Mon Dec 4th through Sat the 9th, 2017 at Long Beach Convention Center
The paper introduces a technique for reinforcement learning in scenarios in which the reward function is unclear by asking human experts for preferences between two trajectories. These preferences are used to inform a learned reward function, which in turn is used to improve the policy producing the trajectories. The paper produces little theory and no guarantees, but the approach is shown to be competitive with learning from the true reward function, with relatively little human interaction.
The paper should be accepted because it is an important problem, an interesting approach, and the experiments are well-conducted and the results promising; I believe it will get a lot of attention from the community. However, there are many unanswered questions that I am curious about.
First, how closely does the learned reward \hat r match the true reward function? I suspect human preferences are informed not strictly by reward, but rather by value, or something like it - so a kind of shaping reward might be appearing in cases where queries outperformed learning from the true reward function. The question of how good is your reward model seems important for extensions to other domains.

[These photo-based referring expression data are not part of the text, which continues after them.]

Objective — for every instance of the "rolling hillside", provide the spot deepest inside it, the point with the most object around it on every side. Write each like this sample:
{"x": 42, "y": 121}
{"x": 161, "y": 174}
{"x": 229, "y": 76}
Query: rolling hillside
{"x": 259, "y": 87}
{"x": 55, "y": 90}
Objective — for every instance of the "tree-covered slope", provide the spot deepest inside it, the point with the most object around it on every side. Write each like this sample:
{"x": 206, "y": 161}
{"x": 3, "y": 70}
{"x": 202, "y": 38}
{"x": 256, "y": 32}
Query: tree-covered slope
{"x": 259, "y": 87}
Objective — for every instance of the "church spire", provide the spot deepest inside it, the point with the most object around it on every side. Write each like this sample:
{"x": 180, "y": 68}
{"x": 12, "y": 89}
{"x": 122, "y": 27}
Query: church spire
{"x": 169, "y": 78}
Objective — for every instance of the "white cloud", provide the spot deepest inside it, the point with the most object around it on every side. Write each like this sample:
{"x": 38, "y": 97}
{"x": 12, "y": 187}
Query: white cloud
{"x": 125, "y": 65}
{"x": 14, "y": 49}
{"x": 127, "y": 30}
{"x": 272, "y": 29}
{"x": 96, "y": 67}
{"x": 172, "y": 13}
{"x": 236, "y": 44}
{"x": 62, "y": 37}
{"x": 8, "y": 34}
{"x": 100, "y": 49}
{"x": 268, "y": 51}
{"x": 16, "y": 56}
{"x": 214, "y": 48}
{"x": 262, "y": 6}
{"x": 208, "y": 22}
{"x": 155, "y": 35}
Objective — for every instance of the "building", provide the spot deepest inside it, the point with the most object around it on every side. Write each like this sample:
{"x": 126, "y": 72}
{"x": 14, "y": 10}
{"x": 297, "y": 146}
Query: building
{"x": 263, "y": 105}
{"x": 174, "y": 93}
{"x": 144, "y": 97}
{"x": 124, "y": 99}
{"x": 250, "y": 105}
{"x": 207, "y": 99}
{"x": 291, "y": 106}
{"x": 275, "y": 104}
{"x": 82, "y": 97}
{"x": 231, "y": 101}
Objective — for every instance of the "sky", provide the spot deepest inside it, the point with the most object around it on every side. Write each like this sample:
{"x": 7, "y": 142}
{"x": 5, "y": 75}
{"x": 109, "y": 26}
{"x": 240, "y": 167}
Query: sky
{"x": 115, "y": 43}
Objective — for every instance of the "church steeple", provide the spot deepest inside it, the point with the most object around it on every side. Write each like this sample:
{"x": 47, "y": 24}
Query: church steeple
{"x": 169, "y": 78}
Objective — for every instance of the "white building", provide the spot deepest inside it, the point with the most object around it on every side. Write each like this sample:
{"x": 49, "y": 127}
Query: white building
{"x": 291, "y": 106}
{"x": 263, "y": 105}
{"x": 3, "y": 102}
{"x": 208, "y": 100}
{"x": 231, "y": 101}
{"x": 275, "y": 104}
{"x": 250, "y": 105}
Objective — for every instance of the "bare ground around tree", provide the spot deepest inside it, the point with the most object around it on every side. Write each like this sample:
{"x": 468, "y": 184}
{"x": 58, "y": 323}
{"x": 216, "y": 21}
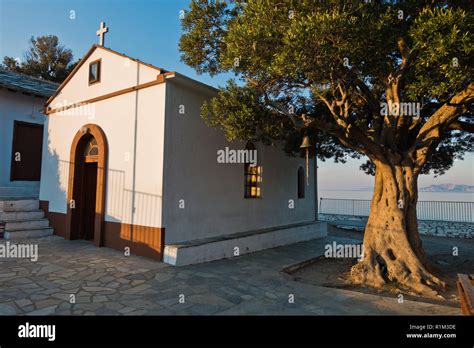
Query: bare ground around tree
{"x": 335, "y": 272}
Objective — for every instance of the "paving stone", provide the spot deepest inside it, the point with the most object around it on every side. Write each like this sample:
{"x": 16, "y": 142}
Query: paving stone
{"x": 106, "y": 283}
{"x": 7, "y": 309}
{"x": 23, "y": 302}
{"x": 47, "y": 303}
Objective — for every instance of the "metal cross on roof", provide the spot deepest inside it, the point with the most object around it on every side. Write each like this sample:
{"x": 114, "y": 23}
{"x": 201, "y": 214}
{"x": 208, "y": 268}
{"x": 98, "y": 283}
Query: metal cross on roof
{"x": 101, "y": 32}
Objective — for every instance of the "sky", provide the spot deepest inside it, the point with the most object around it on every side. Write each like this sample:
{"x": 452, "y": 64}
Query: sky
{"x": 149, "y": 30}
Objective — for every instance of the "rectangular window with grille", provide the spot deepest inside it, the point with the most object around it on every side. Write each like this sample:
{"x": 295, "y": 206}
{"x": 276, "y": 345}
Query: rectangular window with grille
{"x": 253, "y": 181}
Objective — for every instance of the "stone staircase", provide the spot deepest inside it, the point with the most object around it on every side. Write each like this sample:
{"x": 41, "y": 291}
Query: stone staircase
{"x": 23, "y": 219}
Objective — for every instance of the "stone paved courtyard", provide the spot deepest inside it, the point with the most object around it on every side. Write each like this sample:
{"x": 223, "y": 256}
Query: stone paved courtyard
{"x": 105, "y": 282}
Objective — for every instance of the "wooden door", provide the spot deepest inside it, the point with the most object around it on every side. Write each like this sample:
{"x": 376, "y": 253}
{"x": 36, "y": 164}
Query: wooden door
{"x": 88, "y": 200}
{"x": 27, "y": 149}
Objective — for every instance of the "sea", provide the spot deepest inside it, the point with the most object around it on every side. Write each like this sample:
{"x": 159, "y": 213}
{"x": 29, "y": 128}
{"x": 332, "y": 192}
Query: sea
{"x": 422, "y": 196}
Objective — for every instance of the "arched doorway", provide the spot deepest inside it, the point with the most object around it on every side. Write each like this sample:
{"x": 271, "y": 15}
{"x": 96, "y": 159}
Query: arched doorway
{"x": 86, "y": 191}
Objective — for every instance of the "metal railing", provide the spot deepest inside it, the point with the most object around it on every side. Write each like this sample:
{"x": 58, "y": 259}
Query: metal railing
{"x": 426, "y": 210}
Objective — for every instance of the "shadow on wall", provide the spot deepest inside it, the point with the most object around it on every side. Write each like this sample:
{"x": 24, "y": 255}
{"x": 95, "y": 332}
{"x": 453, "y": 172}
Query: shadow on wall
{"x": 130, "y": 216}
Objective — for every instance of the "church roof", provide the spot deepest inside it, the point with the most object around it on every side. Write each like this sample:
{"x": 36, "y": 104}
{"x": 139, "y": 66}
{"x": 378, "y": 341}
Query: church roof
{"x": 87, "y": 55}
{"x": 26, "y": 84}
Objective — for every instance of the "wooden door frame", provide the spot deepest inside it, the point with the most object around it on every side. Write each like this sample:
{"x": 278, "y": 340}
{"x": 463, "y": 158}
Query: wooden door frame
{"x": 16, "y": 123}
{"x": 75, "y": 156}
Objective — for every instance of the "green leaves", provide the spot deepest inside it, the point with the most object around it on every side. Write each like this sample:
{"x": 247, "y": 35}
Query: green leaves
{"x": 46, "y": 58}
{"x": 351, "y": 56}
{"x": 443, "y": 42}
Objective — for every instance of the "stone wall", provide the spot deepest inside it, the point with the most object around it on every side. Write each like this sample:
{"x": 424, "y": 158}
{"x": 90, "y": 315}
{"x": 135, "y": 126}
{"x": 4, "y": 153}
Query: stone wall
{"x": 449, "y": 229}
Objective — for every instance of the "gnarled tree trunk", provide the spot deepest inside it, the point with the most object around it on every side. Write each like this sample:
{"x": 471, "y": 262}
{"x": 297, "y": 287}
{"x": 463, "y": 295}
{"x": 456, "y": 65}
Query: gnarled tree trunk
{"x": 392, "y": 247}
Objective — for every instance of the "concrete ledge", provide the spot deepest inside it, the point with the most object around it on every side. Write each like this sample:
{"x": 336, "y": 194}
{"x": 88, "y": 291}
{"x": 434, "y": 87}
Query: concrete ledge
{"x": 211, "y": 249}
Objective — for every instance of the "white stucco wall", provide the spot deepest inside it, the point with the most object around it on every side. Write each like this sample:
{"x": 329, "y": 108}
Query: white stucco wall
{"x": 21, "y": 107}
{"x": 117, "y": 73}
{"x": 135, "y": 163}
{"x": 214, "y": 193}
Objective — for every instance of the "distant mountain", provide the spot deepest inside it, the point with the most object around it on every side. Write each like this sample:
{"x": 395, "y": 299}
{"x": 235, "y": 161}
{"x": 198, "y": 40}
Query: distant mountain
{"x": 448, "y": 188}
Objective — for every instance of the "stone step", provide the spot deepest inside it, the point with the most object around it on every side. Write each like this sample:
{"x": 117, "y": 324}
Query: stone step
{"x": 26, "y": 225}
{"x": 20, "y": 205}
{"x": 9, "y": 216}
{"x": 33, "y": 233}
{"x": 215, "y": 248}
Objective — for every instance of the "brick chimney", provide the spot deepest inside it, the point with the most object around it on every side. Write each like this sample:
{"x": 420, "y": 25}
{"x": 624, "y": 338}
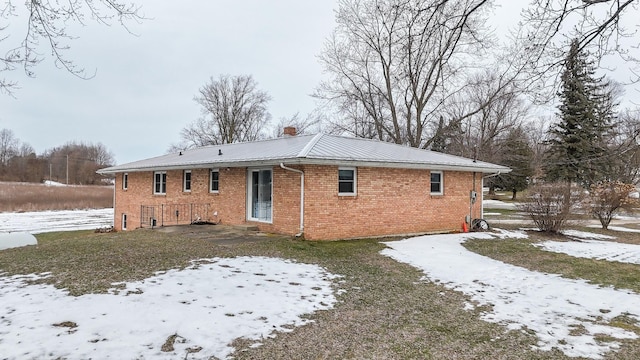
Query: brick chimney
{"x": 289, "y": 131}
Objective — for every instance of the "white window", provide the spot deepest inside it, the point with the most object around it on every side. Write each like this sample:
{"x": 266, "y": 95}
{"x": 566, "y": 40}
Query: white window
{"x": 436, "y": 183}
{"x": 160, "y": 182}
{"x": 186, "y": 182}
{"x": 259, "y": 195}
{"x": 346, "y": 181}
{"x": 214, "y": 183}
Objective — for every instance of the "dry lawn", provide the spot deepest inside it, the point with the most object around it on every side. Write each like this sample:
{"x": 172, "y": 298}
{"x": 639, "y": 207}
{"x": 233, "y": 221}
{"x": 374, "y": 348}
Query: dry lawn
{"x": 37, "y": 197}
{"x": 386, "y": 312}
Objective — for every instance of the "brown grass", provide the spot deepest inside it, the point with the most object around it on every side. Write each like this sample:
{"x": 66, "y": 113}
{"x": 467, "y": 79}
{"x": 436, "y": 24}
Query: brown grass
{"x": 37, "y": 197}
{"x": 387, "y": 311}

Second, I'm unclear how the compared trajectories are created. Are the policies stochastic, so that trajectories diverge even as the policy stays the same, or are the trajectories generated from different starting states?
This paper implements previously existing systems for learning RL policies from human preferences in much higher dimensional problems.
Learning from human preferences has be proposed before, in this special case the authors use comparisons between trajectories has the information about preferences.
The method is a trivially extension without any major difficulties to apply previous preference elicitation methods using policy optimization methods.
Overall I find this paper is generally interesting, clearly presented, and technically sound. My concerns are that the contributions of this paper seems rather incremental when compared to previous work. Also, some of the experiments would benefit from further analysis. Let me elaborate below:
Summary: This paper advocates a preference-based approach for teaching an RL agent to perform a task. A human observes two trajectories generated by different policies and indicates which one is better performing the desired task. Using these indications, the agent infers a reward signal that is hopefully consistent with the preferences of the human, and then uses RL to optimize a policy that maximizes the inferred rewards.
My main hesitation for accepting this paper is that the method presented is not sufficiently different from previous work on preference-based RL (such as Wirth '16). The authors acknowledge that the main contribution of this work is to scale up preference-based RL to more complex domains by using deep reinforcement learning. I am less enthusiastic about this paper if the main algorithmic contribution is just using a NN to approximate the policy and extending to Mujoco/Atari.
Finally, I am concerned with the fact that synthetic queries are outperforming RL using the true reward function. It seems to me that the synthetic query examples should do strictly worse than having the actual reward function as they are just eliciting preferences based on sub-trajectories of the real rewards. The fact that they are in some cases solidly outperforming standard RL is highly unexpected and, in my opinion, deserves a more rigorous analysis. I don't find the authors explanation of the learned reward function being smoother a satisfying one.